World-Language-Action Model for Unified World Modeling, Language Reasoning, and Action Synthesis

Abstract

We propose world-language-action (WLA) models as a new class of embodied foundation models. WLA takes textual instructions, images, and robot states as inputs to jointly predict textual subtasks, subgoal images, and robot actions, conjoining the *world modeling interface* to learn from extensive egocentric videos as in the world-action model (WAM) and the *language reasoning* capacities to solve complex long-horizon tasks as in vision-language-action (VLA) models. At the core of WLA lies an *autoregressive (AR) Transformer backbone*, instead of a bidirectional diffusion Transformer as in WAMs, to predict the *next state*, comprising the *semantic-level* textual intention and complementary *fine-grained* physical dynamics. The physical dynamics are supervised by the world modeling objective based on a dedicated World Expert, and are leveraged to ease the characterization of the state-action correlation for the Action Expert. WLA leverages meta-queries to make the world prediction *implicitly* impact the action generation so that the former can be disabled during inference. The world prediction can also be activated to enable test-time scaling for improved robot control. Our WLA-0 prototype, with 2B active parameters, achieves 40 ms per inference on an NVIDIA RTX 5090. Evaluations across simulated and real-world environments demonstrate that WLA-0 achieves state-of-the-art multi-task and long-horizon learning abilities, e.g., 92.94% success rate on RoboTwin2.0 Clean and 56.5% success rate on RMBench. WLA-0 also holds the promise to learn novel tasks directly from *cross-embodiment robot videos* without action annotations.

Key Contributions

- Unified WLA Architecture: Jointly predicts textual subtasks, subgoal images, and robot actions in a single model, combining world modeling + language reasoning + action synthesis.

  • Autoregressive Transformer Backbone: Uses AR instead of diffusion for predicting next state (both semantic intention and physical dynamics), enabling test-time scaling.
  • World Expert + Action Expert: Separate experts supervised by world modeling objective; physical dynamics help characterize state-action correlation.
  • Meta-Query Mechanism: World prediction implicitly impacts action generation but can be disabled at inference for efficiency.
  • Cross-Embodiment Learning: Can learn novel tasks from robot videos without action annotations.

    Method Details

    Architecture:

  • Backbone: Autoregressive Transformer (not diffusion-based like WAMs)
  • Inputs: Textual instructions, images, robot states
  • Outputs: Textual subtasks, subgoal images, robot actions
  • Dual Expert Design:
  • - World Expert: Supervises physical dynamics prediction via world modeling objective - Action Expert: Uses physical dynamics to ease state-action correlation learning
  • Meta-queries: Enable/disable world prediction impact on actions at runtime

    Scaling: Test-time scaling via activated world prediction for improved control.

    Key Results

    | Metric | Value | |--------|-------| | Model Size | 2B active parameters | | Inference Speed | 40 ms per step (RTX 5090) | | RoboTwin2.0 Clean Success Rate | 92.94% | | RMBench Success Rate | 56.5% |

    WLA-0 demonstrates state-of-the-art multi-task and long-horizon learning abilities across simulated and real-world environments.

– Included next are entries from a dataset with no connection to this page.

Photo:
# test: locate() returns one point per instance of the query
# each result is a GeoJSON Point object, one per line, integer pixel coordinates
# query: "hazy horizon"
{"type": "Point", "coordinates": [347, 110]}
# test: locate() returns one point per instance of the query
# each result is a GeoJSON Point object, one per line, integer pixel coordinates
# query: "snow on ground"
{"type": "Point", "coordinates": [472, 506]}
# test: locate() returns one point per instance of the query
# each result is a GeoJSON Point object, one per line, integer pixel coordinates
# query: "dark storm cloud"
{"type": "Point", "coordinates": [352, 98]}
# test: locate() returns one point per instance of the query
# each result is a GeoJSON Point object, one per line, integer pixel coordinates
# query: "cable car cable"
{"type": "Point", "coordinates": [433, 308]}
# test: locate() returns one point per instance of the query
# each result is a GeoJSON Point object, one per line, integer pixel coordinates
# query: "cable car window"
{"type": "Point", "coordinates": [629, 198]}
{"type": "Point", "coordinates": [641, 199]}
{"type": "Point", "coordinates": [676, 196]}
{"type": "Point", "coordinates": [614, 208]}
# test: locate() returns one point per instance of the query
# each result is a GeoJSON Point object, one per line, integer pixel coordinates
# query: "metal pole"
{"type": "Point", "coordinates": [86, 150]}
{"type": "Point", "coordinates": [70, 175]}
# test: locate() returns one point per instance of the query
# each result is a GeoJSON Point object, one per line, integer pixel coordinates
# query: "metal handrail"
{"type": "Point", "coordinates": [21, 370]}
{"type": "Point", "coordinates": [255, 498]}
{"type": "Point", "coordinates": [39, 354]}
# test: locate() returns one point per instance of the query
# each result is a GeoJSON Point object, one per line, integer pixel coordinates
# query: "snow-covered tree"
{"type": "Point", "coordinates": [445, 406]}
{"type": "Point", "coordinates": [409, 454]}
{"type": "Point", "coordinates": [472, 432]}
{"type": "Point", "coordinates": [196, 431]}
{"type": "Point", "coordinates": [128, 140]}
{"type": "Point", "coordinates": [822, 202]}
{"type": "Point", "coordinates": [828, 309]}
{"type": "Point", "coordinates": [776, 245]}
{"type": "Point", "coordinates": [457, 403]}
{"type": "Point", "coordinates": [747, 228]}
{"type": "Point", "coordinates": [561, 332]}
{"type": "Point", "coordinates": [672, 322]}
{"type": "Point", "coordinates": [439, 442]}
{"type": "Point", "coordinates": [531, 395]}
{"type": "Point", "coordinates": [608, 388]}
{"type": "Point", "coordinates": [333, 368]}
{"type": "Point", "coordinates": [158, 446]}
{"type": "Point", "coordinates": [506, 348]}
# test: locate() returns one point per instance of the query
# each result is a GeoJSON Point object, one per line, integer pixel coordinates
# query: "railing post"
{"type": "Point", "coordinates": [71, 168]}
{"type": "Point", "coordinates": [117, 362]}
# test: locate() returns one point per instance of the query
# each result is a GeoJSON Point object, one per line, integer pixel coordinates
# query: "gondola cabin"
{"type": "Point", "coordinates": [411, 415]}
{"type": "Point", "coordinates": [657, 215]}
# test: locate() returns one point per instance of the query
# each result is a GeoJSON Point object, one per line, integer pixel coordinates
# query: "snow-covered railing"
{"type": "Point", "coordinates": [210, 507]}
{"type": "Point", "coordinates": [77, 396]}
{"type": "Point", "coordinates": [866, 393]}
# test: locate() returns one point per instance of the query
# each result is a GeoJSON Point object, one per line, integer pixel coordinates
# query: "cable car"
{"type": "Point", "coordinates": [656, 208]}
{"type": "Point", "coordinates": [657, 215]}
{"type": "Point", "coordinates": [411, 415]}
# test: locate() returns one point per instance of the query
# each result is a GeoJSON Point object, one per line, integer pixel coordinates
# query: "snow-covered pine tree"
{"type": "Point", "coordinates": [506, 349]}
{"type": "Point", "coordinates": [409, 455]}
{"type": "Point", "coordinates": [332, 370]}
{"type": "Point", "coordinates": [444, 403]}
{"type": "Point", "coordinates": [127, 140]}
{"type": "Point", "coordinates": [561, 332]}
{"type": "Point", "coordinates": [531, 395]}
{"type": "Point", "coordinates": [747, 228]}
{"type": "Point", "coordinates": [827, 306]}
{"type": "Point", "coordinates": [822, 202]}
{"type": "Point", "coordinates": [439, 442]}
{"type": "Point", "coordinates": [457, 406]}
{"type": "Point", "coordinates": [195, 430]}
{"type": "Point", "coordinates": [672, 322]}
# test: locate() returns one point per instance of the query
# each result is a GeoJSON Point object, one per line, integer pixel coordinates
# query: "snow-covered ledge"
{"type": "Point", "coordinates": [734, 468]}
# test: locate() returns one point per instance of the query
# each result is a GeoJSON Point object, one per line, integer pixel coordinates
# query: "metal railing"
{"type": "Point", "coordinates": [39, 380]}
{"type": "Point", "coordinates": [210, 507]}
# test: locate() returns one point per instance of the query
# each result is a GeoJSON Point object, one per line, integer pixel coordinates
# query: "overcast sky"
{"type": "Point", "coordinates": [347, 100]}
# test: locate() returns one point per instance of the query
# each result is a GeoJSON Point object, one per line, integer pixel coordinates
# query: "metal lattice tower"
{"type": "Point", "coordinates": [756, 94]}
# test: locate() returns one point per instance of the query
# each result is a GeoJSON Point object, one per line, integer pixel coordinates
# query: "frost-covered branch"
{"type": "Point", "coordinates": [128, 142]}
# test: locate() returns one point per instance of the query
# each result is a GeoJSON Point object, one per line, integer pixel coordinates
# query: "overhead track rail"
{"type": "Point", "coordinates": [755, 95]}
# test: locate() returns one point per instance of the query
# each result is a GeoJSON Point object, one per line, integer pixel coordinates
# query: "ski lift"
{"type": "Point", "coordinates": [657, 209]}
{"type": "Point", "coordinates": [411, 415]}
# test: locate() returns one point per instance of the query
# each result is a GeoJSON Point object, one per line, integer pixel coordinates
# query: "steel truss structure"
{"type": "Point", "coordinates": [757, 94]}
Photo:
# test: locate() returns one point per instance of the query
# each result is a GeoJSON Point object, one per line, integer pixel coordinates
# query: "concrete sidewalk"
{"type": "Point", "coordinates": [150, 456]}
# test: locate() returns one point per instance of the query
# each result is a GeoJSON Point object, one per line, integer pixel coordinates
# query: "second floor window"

    Limitations and Future Work

    The model achieves 56.5% on RMBench (long-horizon tasks), indicating room for improvement on complex multi-step reasoning. Future work could explore larger WLA variants and longer-horizon test-time scaling. The cross-embodiment capability is promising but needs further validation across more diverse robot morphologies.

    Relevance to Patrick's Research

    WLA is directly relevant as it proposes a unified world model architecture that combines world modeling with language reasoning and action synthesis. The explicit use of a "World Expert" and "Action Expert" with distinct supervision objectives provides a template for modular world model design. The meta-query mechanism for test-time control of world prediction involvement is an interesting approach to balancing imagination and reactive control.